What I've observed over the years, and thanks to this forum, is that there appears to be no mandatory guidelines that painters are required to adhere to. 

In residential painting for example, self proclaimed job site painting inspectors like decorators, job site foremen, homeowners, and painting or general contractors, make the determination of what qualifies as an adequately completed and proper painting product. 

Hardly, if ever, is there a third party certified painting inspector with the knowledge and objectivity to make an accurate determination of what qualifies as a good paint job . Ultimately, this allows more subjectivity and interpretation then two people debating the meaning of life.

My conclusion is that the painting trade is greatly dependent on the ability to provide the best illusion with the least amount of time. And despite what is traditionally "considered" proper application, what ever gets you paid is apparently good enough.


----------



## Custom Brush Co. (Jan 26, 2011)

Yes, the Bear paint... I would also use in new construction since it works. Otherwise you can have the smell of it (way to much ammonia).

It's about getting paint to stick & making money. Since every paint job/industry is a little to a lot different the basics of painting I use are.

-JOB SETUP (Understand SCOPE/BUDGET)
-CLEAN 
-SCRAPE
-SAND
-PATCH
-PRIME
-CAULK
-PAINT 
-CLEAN UP

With each step you may need to drop & mask. Prepare products. 

Follow theses basics & you don't run into the many basic problems of rookie painters or DIY'S.


----------



## Custom Brush Co. (Jan 26, 2011)

1963 Sovereign said:


> I find it amazing people come to this forum to learn new things and ways of doing things,and bash a person for doing things a different way.


Not bashing, but intensely questioning with previous bad tasting experiences fixing so called "painters" work using PVA to prime drywall before paint (lol, peels away, meant for under the texture). Plus those that forgot to prime...


----------



## 1963 Sovereign (Dec 14, 2011)

Custom Brush Co. said:


> Not bashing, but intensely questioning with previous bad tasting experiences fixing so called "painters" work using PVA to prime drywall before paint (lol, peels away, meant for under the texture). Plus those that forgot to prime...


 Now I am not saying Jack is the Mr.wizard of the paint world,but he does do a bit of testing and follow through before he posts,have you ever checked out his website ? Hardly is this a man who FORGOT to prime.


----------



## kdpaint (Aug 14, 2010)

I would agree, Jack tests a lot of techniques. I have not had the experience of painting room after room of new drywall in a while, but I believe that there are paints capable of going over it without primer. Whatever works. 
BTW PVA sucks, most people know this, Jack included.
Different techniques work well, for example, I've been using Gardz (new drywall, hot patches, wood priming) for a lot of things, some painters look at me like I'm crazy.


----------



## Xmark (Apr 15, 2012)

normally on repaints you have quite a bit of drywall repairs and the sooner you cover the mud with paint,the sooner it will seal it from flashing. If you start off rolling the entire house (the first coat) you can come back the next day and cut it in and skip the step of spot priming.
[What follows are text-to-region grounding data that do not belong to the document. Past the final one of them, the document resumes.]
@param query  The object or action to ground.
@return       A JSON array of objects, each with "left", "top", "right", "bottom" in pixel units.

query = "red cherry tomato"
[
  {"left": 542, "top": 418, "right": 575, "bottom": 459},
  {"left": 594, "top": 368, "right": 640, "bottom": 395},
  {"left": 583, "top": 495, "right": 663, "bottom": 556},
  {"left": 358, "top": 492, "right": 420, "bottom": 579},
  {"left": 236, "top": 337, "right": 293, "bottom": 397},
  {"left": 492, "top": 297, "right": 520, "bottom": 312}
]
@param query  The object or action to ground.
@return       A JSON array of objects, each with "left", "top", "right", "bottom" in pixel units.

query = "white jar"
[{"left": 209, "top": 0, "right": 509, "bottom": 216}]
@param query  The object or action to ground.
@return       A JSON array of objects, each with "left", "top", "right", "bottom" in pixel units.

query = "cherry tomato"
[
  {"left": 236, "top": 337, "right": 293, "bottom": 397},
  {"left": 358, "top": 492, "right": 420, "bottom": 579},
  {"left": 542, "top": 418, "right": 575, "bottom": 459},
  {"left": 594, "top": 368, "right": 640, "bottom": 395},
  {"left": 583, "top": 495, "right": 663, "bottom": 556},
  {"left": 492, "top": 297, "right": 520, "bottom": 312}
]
the added benefit is you can give the walls a quick pole sand (180 grit) between coats if you wait 24 hrs.

so with a 2 coat job it is roll,cut,cut, roll.

sometimes you need to spot prime the mud AFTER the room is rolled/cut because you can't wait 24 hours to start the second coat You are then assured of the mud not flashing.


----------



## Oden (Feb 8, 2012)

On bear drywall for sure , cutting in first then rolling the first coat is just a inferior way versus rolling then cutting. A lot of experience doing both tells me that. it's not even a close call. Anybody that is not doing it ought to give it a serious trial period. Or don't.


----------



## Ultimate (Mar 20, 2011)

What is this Behr paint which can be applied to bare drywall without first priming? I will go buy a quart and test it myself. There is really no other way to be able to judge rightfully one way or another.


----------



## 1963 Sovereign (Dec 14, 2011)

Sir,Your attitude is most refreshing! no bashing and an open mind,Gotta love that .


----------



## kdpaint (Aug 14, 2010)

Its not just Behr (or BM) paint that you can roll onto un-primed drywall. Aura works, but probably others do too, Regal Select, I think, says it on the can. If I can 2 coat(with paint) and have the adhesion and uniform sheen, I would love to not prime and topcoat twice.


----------



## Oden (Feb 8, 2012)

kdpaint said:


> Its not just Behr (or BM) paint that you can roll onto un-primed drywall. Aura works, but probably others do too, Regal Select, I think, says it on the can. If I can 2 coat(with paint) and have the adhesion and uniform sheen, I would love to not prime and topcoat twice.


Eggshell, low lustre, flat-we always prime with the finish. Nobody could tell the difference between a wall that has 2 coats of promar200 eggshell and a wall that has a coat of primer and 2 coats of promar 200 eggshell. Even if it were my own house I'd put 2 or 3 coats of finish on bare drywall.


----------



## playedout6 (Apr 27, 2009)

Twenty years or so ago the big fad around here was just to put two coats of CIL 9490 Eggshell latex on most new home walls and 2 coats of flat ceiling White on ceilings and no primer at all . You would save about 120 bucks on paint and about 120 on labor back then on a 1100 sq ft home bungalow style ...just an estimate as that was a long time ago . We have moved away from that and we always use Primer now . 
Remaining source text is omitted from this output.